There were four people in the car: Charles “Tex” Watson and three women, Susan Atkins, Patricia Krenwinkle and Linda Kasabian.
Nearly all media reports state emphatically that Charles Manson, self-styled leader of the clan, had ordered them to drive to 10050 Cielo Drive in the Hollywood Hills and murder everyone there “as gruesomely as you can”. But accounts of how and why that night came to pass differ wildly. The stories changed even at trial.
What we do know is that five people were savagely murdered that night.

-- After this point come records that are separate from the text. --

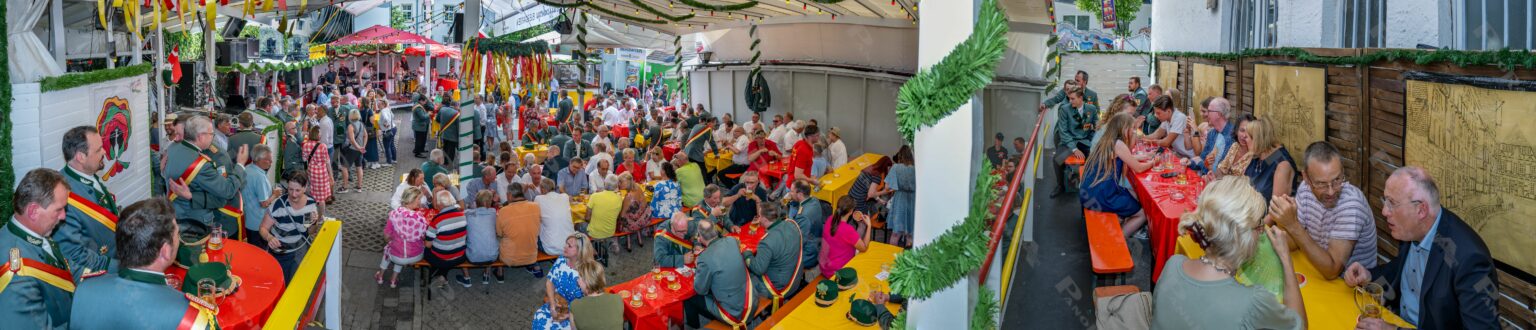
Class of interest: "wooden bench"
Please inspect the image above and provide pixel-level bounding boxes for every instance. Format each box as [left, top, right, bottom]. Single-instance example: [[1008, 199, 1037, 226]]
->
[[410, 250, 558, 301], [1083, 209, 1135, 275]]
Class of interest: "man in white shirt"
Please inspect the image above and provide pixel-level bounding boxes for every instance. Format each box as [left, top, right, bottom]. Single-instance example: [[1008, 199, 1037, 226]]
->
[[533, 178, 576, 255]]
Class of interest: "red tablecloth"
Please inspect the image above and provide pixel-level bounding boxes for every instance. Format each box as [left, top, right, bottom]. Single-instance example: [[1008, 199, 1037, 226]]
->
[[662, 141, 682, 160], [166, 239, 284, 328], [725, 224, 768, 253], [1130, 146, 1206, 282], [608, 269, 694, 330]]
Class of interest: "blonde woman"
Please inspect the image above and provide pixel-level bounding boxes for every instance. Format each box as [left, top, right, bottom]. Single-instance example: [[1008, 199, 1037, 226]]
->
[[1077, 112, 1154, 236], [533, 233, 608, 328], [1152, 177, 1307, 328], [1243, 118, 1296, 203]]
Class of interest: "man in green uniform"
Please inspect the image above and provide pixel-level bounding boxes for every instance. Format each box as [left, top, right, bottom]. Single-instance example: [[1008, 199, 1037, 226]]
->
[[1040, 71, 1098, 111], [54, 126, 118, 281], [1051, 89, 1098, 196], [69, 198, 218, 330], [682, 223, 757, 328], [746, 203, 805, 309], [410, 94, 432, 158], [0, 168, 76, 328], [653, 212, 694, 269], [164, 115, 247, 233]]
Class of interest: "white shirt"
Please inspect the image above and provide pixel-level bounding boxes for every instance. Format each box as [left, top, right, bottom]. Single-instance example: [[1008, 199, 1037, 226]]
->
[[829, 138, 848, 169], [533, 192, 576, 255]]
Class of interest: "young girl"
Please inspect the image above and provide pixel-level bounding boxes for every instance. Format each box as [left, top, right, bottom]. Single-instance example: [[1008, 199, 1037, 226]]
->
[[373, 187, 427, 289], [1078, 112, 1152, 236]]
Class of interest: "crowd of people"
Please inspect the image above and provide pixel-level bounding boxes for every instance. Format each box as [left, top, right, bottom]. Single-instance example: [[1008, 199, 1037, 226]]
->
[[1032, 71, 1499, 328]]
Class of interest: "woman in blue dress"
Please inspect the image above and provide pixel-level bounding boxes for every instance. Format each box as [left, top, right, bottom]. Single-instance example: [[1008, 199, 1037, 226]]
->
[[885, 146, 917, 247], [533, 233, 608, 330], [1077, 112, 1154, 238]]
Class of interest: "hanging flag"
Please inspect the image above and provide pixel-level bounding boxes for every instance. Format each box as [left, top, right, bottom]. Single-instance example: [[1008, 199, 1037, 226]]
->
[[1098, 0, 1115, 29]]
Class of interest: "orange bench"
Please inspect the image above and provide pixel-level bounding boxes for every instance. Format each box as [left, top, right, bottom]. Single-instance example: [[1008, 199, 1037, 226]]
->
[[1083, 209, 1135, 275]]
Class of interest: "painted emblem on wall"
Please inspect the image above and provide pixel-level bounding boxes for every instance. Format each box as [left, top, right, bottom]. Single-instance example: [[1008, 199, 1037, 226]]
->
[[97, 97, 134, 181]]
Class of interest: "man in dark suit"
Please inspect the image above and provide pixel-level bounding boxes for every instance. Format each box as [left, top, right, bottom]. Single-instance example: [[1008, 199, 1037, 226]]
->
[[1344, 166, 1499, 328]]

Steve Parent, a young friend of the caretaker, was shot by Watson four times in the chest and stomach. He was sitting his car, about to leave. Sharon Tate, pregnant wife of movie director Roman Polanski, was tied up and stabbed 16 times. Watson wrote “PIG” on the front door in her blood.
Abigail Folger, heiress to the Folger coffee fortune, had been in bed reading when Susan Atkins passed by the room, searching for occupants. She waved. Later, Folger tried to escape via the pool area. She was stabbed 28 times.
Wojciech Frykowski, Folger’s partner and a friend of Polanski’s, fought hard. He was beaten over the head repeatedly with the butt of a gun, shot twice and stabbed 51 times. Celebrity hairdresser Jay Sebring[1], who tried to intervene on his former girlfriend Tate’s behalf, was shot and stabbed seven times.
First responders described[2] seeing the bodies of Folger and Frykowksi in the garden. “They looked like mannequins that had been dipped in red paint, then tossed haphazardly on the grass.”
APOn August 10, 1969, the old Ford left Spahn Ranch again. This time Charles Manson was with them. The hunt was on. Leno and Rosemary LaBianca’s house was selected at random. Manson remembered the street in Griffith Park because the crew had partied many times at a house across the way. It seemed poor form to attack that house, so they chose 3301 Waverley Drive instead.
When they went inside, a big dog licked Manson’s hand. Watson carved “War” with a bayonet into Leno’s stomach. Krenwinkle used the victim’s blood to write “Rise” and “Death to Pigs” on walls and “Healter Skelter” (a misspelling of “Helter Skelter”) over the refrigerator.
Manson later told[3] journalist Nuel Emmons that while he’d been inside and had helped tie up Rosemary and Leno, who were both murdered, their compliance meant he couldn’t go through with the killing. “Somehow I just couldn’t make the first move.”
Charles Manson is arguably America’s most infamous murderer of the modern era. Except he didn’t kill any of the people he was convicted of killing. What sank him wasn’t hard evidence of his perpetration. Instead, the pervasive power of male persuasion – his own and that of prosecuting attorney in the Tate-LaBianca murder trial, Vincent Bugliosi – set both his downfall and his mythic rise into motion.
Read more: In Killers of the Flower Moon, true crime reveals the paradoxes of the past[4]
‘An uncomfortable experience’
Re-reading Helter Skelter[5] (1974), the book Bugliosi co-wrote (with Curt Gentry) about the murders and the trial, has been an uncomfortable experience. And not in the ways I expected.